D'Souza, until a few month ago a relatively unfamiliar face in TV news, has come up with a big match. It was introduced as the face of the Times Group-owned Mirror Now when it was introduced in its new shape in April. In comparison to the advertising campaign of the affiliated channels Times Now, the promotion for Mirror Now was low and restrained.

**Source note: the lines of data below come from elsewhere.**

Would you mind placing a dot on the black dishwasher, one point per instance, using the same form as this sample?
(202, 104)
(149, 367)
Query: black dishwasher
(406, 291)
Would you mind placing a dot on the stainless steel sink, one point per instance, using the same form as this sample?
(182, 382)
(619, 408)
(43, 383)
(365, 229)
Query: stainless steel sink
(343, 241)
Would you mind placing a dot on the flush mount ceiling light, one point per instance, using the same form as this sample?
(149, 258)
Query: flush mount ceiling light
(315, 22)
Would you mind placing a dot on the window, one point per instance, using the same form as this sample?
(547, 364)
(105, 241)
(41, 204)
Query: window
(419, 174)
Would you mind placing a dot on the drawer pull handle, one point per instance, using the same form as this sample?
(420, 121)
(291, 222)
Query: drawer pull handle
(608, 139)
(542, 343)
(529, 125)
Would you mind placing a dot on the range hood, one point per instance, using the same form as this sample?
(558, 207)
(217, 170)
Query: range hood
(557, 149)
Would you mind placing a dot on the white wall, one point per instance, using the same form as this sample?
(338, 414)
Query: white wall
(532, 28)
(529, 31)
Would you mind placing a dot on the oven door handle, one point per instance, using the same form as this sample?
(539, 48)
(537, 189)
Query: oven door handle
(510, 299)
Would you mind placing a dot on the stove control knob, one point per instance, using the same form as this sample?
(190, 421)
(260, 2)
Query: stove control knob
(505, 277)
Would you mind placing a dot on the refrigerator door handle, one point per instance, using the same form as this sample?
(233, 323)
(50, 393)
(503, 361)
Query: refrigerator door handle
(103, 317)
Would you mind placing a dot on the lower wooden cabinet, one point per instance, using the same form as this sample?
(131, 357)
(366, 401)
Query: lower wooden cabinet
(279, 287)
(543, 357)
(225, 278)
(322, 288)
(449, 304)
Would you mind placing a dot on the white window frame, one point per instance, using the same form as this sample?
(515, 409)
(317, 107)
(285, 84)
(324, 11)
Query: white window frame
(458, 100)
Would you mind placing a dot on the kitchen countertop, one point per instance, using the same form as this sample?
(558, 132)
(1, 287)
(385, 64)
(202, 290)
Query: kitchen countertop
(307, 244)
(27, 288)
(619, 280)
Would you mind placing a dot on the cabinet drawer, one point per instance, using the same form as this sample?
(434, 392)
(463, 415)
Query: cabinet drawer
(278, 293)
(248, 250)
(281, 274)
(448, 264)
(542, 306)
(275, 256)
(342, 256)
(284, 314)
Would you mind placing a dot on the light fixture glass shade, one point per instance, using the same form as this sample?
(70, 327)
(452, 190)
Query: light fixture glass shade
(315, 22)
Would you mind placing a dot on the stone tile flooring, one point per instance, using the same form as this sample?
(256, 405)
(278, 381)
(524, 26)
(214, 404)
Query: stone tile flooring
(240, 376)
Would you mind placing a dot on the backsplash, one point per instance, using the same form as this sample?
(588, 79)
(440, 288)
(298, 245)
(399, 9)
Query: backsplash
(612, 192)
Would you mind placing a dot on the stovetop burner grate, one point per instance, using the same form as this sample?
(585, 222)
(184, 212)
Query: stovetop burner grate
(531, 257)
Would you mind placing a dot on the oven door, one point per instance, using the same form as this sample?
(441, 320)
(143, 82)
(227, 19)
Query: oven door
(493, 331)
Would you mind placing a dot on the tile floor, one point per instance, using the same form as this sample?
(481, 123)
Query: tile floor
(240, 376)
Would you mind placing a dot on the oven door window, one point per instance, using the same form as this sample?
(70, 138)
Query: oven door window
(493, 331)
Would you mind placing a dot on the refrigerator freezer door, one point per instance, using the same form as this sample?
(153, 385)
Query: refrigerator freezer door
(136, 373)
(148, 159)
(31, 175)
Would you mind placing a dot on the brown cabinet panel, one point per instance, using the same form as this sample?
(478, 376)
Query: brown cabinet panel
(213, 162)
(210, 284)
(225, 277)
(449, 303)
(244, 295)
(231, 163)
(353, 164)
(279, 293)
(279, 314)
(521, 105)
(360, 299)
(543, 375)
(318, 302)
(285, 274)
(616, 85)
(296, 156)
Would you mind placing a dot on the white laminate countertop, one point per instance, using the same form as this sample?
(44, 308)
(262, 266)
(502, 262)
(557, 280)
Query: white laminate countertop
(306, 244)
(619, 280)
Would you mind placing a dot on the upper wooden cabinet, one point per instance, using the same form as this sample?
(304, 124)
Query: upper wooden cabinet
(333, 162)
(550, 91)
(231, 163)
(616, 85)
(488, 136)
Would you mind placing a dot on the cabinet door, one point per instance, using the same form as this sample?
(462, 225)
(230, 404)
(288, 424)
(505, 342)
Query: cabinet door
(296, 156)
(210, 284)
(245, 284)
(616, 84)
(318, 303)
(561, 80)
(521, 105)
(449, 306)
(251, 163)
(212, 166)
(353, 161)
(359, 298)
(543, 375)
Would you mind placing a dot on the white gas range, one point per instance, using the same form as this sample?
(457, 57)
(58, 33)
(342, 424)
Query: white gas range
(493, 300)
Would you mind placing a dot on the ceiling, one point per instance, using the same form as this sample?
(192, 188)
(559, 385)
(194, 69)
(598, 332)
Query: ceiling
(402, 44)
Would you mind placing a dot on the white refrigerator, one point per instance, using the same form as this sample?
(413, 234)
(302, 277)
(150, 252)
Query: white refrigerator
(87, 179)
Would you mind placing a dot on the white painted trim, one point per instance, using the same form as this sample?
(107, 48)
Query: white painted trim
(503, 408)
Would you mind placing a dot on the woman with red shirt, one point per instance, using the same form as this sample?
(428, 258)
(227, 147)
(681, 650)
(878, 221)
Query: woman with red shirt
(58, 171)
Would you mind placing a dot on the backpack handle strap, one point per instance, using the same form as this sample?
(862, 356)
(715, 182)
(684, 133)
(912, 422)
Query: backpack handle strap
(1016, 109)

However, one videotape became virtual, and then another, and all of a sudden there was this unspeakable thing named Momentum. D'Souza, who was raised in Bengaluru and majored in media studies at Mount Carmel College, got her first front page assignment at CNBC TV18 in 2003. D'Souza has a concise, modest way of speech and a vocal style that she once thought would be used on the airwaves.
She spent two years reading the news for All India Radio in Bengaluru when she was in colleges. D'Souza has a workforce of about 50 reporters at its headquarters in Mumbai, a relatively small number in comparison to the employees of most other media outlets. Mirror Now primarily uses the ET Now affiliate TV networks for Times Now's manufacturing operations management supports and reporters.
Your flag ship, the Prime Times Show Urban Debate, featured on MagicBricks Now, the channel's former real estate oriented avant-garde, was launched. Frequently denounced as too flashy, cross-channel primetime debate shows have taken place in similar format, with excited talk head and fast-moving text on the canvas. D'Souza asserts that Mirror Now is deliberately trying to jump over the great politics or debates of the moment, rather than examine smaller, more specialized issues.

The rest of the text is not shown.